Tout comme cela en a l'air, l'épithète spécifique cinnabarinus est une référence à la couleur orange-rouge vif (cinabre) de ce champignon de parenthèse d'une beauté saisissante.

Guide d'identification

Pycnoporus cinnabarinus, Bulgarie

Fruitbody

Le corps du fruit entier est orange vif; jusqu'à 10 cm de diamètre et sous forme de support faisant généralement saillie de 4 à 6 cm du substrat; généralement entre 1 et 2 cm d'épaisseur; la surface supérieure (infertile) est rugueuse ou ridée, rouge orangé, s'estompant avec l'âge; les marges sont arrondies (à gauche) chez les jeunes spécimens, duveteux ou finement poilus sur la face supérieure; la marge devient plus aiguë à mesure que le fruit vieillit; surface inférieure (fertile) avec des tubes.

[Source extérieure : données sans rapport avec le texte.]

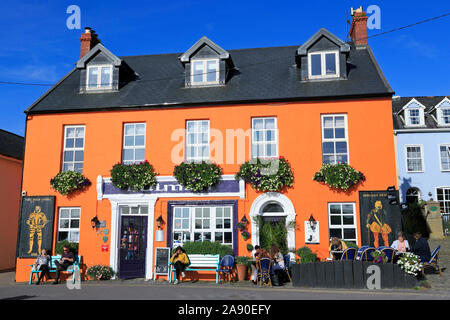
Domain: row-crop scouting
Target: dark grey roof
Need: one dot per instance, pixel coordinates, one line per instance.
(261, 74)
(428, 102)
(11, 145)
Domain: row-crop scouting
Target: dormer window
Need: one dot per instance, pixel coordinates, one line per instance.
(323, 64)
(414, 113)
(205, 71)
(443, 112)
(99, 77)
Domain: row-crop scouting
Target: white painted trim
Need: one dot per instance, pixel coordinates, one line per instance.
(421, 156)
(289, 213)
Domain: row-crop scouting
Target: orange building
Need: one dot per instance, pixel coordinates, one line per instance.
(325, 101)
(11, 159)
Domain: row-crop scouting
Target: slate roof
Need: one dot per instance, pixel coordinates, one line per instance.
(260, 74)
(11, 145)
(428, 102)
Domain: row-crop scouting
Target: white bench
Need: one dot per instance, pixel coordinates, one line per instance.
(200, 262)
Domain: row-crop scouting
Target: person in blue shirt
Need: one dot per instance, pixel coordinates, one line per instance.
(421, 247)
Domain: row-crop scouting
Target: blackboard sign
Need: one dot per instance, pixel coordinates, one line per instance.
(380, 221)
(35, 225)
(162, 261)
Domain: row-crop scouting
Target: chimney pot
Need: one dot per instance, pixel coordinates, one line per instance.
(358, 29)
(88, 40)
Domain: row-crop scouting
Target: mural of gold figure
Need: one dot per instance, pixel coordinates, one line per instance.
(36, 222)
(376, 222)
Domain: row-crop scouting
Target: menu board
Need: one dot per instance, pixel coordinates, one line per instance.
(162, 261)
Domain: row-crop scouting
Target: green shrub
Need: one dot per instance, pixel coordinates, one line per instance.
(60, 244)
(261, 177)
(136, 176)
(207, 247)
(67, 182)
(197, 176)
(306, 255)
(100, 272)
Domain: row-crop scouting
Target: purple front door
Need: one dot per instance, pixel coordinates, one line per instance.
(133, 245)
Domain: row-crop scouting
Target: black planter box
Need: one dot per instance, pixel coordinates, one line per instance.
(349, 275)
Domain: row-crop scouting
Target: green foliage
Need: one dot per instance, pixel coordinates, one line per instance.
(242, 260)
(339, 176)
(60, 244)
(67, 182)
(272, 234)
(306, 255)
(197, 176)
(267, 175)
(207, 247)
(415, 221)
(350, 244)
(136, 176)
(100, 272)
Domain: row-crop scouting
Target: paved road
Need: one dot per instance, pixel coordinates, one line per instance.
(161, 291)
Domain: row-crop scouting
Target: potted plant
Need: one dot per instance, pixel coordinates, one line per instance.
(245, 235)
(241, 267)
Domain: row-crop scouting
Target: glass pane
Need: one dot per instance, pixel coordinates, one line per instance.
(330, 63)
(316, 65)
(106, 77)
(92, 77)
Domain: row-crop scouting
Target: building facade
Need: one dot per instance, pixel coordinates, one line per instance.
(308, 104)
(11, 159)
(422, 133)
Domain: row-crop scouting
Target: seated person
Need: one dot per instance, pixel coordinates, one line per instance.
(336, 245)
(421, 248)
(400, 245)
(180, 261)
(67, 259)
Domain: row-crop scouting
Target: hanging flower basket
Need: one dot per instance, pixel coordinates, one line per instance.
(339, 176)
(136, 176)
(197, 176)
(267, 175)
(67, 182)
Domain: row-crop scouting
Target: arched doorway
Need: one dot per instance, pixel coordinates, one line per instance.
(412, 195)
(273, 208)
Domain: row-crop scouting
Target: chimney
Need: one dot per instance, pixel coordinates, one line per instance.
(358, 29)
(88, 41)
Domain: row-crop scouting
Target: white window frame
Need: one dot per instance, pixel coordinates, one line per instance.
(134, 147)
(99, 77)
(205, 71)
(421, 158)
(323, 64)
(212, 224)
(197, 124)
(447, 145)
(444, 200)
(74, 148)
(343, 226)
(264, 142)
(334, 140)
(69, 230)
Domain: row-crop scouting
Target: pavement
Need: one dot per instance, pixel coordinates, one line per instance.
(435, 287)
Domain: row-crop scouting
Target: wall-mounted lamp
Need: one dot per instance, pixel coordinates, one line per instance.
(95, 223)
(159, 222)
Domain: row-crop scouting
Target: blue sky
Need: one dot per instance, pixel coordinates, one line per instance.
(37, 47)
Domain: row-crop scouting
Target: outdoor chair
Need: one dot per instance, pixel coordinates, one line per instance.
(433, 262)
(226, 267)
(389, 252)
(348, 254)
(263, 275)
(287, 261)
(366, 255)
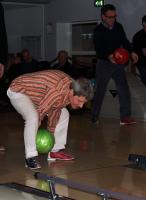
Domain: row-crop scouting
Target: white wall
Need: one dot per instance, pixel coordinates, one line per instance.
(23, 22)
(29, 21)
(129, 14)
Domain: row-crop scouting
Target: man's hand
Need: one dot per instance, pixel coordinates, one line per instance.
(1, 70)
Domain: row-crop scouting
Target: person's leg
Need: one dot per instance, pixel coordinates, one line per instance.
(142, 71)
(119, 76)
(124, 96)
(60, 135)
(104, 70)
(25, 107)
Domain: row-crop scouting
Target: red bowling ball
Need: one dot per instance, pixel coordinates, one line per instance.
(121, 56)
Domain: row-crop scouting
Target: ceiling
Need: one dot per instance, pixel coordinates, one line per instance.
(16, 4)
(27, 1)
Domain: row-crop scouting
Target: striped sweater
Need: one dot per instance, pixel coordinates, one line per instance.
(48, 90)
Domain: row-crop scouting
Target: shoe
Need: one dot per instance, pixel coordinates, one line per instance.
(127, 121)
(32, 163)
(60, 155)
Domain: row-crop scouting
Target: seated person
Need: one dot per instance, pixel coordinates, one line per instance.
(29, 63)
(64, 65)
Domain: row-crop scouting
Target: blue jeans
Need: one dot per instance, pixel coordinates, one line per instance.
(106, 70)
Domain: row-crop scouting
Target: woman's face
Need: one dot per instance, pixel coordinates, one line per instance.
(77, 101)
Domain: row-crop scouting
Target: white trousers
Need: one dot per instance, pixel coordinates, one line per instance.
(25, 107)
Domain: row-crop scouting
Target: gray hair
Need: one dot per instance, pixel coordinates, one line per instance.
(83, 87)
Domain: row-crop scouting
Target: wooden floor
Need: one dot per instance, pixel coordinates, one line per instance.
(101, 156)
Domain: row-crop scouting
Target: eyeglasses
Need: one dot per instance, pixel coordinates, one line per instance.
(111, 17)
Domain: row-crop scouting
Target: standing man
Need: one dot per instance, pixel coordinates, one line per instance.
(108, 36)
(139, 46)
(47, 93)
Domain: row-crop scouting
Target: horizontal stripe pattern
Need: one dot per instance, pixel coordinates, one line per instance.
(48, 90)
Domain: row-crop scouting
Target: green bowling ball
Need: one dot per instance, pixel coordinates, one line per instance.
(43, 185)
(44, 141)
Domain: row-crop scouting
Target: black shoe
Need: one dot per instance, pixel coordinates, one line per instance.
(32, 163)
(95, 122)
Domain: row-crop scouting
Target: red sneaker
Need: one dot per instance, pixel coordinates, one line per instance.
(60, 155)
(127, 121)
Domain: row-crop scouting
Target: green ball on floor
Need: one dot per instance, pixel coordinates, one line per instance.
(44, 141)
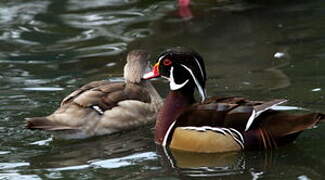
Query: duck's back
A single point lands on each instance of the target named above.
(233, 124)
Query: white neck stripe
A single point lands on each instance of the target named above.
(172, 83)
(199, 87)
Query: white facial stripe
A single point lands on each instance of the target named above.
(250, 120)
(172, 83)
(199, 87)
(201, 70)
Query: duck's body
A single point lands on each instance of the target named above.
(217, 124)
(104, 107)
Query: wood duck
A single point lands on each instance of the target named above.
(104, 107)
(217, 124)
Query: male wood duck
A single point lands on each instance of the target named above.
(217, 124)
(104, 107)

Pores de Pycnoporus cinnabarinus, Norvège

Tubes

Orange pâle; 2 à 6 mm de profondeur.

Les pores

Rouge cinabre; rond ou angulaire, espacés de 2 à 4 par mm.

Les spores

Cylindrique ou légèrement allantoïde (en forme de saucisse), lisse, 5-6 x 2-2,5 µm; inamyloïde.

Impression de spores

Blanc.

Odeur / goût

Pas distinctif.

Habitat et rôle écologique

Saprophyte sur les feuillus, en particulier le hêtre et les bouleaux.

Saison

Fin de l'été et automne.

Espèces similaires

Fistulina hepatica est rouge vif lorsqu'elle est jeune; ses spores sont jaune rosé.

Notes culinaires

Cette espèce est généralement considérée comme non comestible, mais dans tous les cas en raison de sa rareté, elle ne doit pas être collectée.

Sources de référence

Fasciné par les champignons , Pat O'Reilly 2016.

Dictionnaire des champignons ; Paul M. Kirk, Paul F. Cannon, David W. Minter et JA Stalpers; CABI, 2008

L'histoire taxonomique et les informations sur les synonymes de ces pages sont tirées de nombreuses sources, mais en particulier de la GB Checklist of Fungi de la British Mycological Society et (pour les basidiomycètes) de la liste de contrôle de Kew des Basidiomycota britanniques et irlandais.

Remerciements

Cette page comprend des photos aimablement fournies par David Adamson et Arnor Gullanger.